Tous les malades du Covid-19 ne se ressemblent pas. Certains sont dans un état grave, quand d'autres n'ont aucun symptôme ou développent une forme bénigne. Cela veut-il dire que tous ne seront pas également protégés, une fois guéris, face au coronavirus ? Les personnes contaminées ont-elles une immunité différente selon l'intensité de la maladie ?

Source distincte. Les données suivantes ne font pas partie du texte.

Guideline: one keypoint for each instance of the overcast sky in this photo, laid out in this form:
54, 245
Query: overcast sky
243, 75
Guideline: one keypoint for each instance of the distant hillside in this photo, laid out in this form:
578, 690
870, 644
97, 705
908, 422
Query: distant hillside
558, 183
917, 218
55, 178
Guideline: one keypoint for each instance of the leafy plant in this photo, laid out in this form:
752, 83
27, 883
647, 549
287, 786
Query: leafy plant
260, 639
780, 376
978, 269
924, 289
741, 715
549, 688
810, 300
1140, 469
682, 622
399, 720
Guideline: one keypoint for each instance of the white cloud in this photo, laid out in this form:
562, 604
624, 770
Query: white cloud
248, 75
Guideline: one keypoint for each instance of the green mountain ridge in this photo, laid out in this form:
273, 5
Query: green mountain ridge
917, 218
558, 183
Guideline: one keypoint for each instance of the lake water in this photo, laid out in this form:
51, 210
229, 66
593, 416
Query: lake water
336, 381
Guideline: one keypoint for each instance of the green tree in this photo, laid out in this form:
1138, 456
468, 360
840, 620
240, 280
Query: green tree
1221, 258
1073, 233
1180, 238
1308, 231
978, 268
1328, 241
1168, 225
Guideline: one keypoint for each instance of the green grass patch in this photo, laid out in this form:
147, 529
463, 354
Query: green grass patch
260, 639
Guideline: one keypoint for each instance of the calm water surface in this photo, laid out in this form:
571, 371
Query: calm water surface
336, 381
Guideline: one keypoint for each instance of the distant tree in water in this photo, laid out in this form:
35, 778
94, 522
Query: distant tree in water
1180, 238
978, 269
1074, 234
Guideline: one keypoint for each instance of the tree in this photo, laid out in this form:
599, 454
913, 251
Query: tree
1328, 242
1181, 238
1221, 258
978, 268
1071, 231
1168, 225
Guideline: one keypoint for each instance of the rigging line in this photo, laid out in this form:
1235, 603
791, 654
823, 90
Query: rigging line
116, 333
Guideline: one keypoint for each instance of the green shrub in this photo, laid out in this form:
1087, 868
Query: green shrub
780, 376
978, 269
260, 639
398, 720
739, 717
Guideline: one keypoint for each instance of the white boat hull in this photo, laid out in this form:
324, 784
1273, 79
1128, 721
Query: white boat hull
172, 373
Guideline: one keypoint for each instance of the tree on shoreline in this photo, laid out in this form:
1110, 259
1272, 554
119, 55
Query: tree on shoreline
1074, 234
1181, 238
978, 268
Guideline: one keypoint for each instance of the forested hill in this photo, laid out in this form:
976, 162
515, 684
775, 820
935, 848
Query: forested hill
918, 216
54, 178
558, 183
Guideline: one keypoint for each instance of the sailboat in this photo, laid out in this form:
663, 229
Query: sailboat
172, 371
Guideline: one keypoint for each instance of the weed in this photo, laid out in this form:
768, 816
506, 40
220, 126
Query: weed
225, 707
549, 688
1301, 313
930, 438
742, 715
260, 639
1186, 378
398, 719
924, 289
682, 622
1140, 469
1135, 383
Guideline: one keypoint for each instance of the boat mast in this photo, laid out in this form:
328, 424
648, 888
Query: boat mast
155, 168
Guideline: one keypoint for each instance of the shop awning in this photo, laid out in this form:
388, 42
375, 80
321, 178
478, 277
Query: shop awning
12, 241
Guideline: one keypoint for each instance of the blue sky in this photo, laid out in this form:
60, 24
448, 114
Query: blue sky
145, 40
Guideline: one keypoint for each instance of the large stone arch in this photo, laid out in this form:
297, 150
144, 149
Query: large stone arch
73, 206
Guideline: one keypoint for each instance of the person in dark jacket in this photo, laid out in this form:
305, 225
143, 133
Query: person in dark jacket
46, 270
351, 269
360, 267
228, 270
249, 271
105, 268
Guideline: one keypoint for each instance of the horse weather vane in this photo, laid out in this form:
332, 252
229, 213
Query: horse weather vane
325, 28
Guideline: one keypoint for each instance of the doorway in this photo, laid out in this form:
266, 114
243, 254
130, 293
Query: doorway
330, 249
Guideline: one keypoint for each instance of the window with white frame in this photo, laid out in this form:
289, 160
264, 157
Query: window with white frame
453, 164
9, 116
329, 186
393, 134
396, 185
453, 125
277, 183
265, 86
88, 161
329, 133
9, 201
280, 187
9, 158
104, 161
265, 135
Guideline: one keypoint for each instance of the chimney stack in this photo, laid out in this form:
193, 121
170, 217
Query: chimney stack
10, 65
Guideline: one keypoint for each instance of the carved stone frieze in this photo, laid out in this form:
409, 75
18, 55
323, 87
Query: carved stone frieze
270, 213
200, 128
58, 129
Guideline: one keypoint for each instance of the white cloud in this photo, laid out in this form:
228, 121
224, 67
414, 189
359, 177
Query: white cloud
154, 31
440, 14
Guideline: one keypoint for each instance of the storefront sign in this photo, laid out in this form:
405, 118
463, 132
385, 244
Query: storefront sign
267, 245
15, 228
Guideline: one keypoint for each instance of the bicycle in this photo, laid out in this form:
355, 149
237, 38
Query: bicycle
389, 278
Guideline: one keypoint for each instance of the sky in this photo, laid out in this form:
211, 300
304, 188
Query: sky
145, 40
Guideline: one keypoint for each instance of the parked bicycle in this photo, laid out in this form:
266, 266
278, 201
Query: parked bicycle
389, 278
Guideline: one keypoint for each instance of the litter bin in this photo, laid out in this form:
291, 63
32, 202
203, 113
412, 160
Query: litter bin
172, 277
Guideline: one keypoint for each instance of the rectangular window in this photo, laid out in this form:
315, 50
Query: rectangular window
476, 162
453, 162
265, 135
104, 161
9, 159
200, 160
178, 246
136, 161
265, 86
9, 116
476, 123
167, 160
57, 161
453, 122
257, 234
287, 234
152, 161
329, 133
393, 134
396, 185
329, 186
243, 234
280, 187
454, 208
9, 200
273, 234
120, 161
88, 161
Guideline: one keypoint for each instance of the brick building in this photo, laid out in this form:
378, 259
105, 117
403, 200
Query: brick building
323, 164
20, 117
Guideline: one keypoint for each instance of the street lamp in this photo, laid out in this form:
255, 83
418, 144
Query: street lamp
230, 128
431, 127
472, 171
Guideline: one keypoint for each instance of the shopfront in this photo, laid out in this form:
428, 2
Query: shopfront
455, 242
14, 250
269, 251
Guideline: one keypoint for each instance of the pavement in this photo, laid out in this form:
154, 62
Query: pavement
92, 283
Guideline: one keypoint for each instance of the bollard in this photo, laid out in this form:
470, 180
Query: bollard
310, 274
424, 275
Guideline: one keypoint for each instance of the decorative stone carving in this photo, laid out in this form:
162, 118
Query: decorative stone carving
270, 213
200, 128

Pour répondre à cette question, il faut déjà déterminer quelle réaction immunitaire est la plus protectrice face au coronavirus. D'après Sophie Ugolini, directrice de recherche Inserm au Centre d'Immunologie de Marseille-Luminy, les différentes formes de la maladie traduisent justement des réponses immunitaires distinctes.
«Chez une majorité d'individus, l'infection survient et est maîtrisée en quelques jours, certains ne montrent même pas de signes cliniques». Cette première phase indique que «le système immunitaire est activé et répond contre le virus».
La plupart du temps, le coronavirus en reste là. Sauf pour les cas graves qui entrent dans une seconde phase. On assiste alors à «une sorte d'emballement inflammatoire, avec une production de cytokines en grande quantité», décrit Sophie Ugolini.
Produites par le système immunitaire, les cytokines sont des molécules qui favorisent la réaction inflammatoire en cas d'infection, afin de défendre le corps agressé par un pathogène.
Dans les cas graves de Covid-19, on peut donc dire que le système immunitaire est surinvesti. On parle parfois d'«orage cytokinique» pour qualifier cette réaction immunitaire excessive.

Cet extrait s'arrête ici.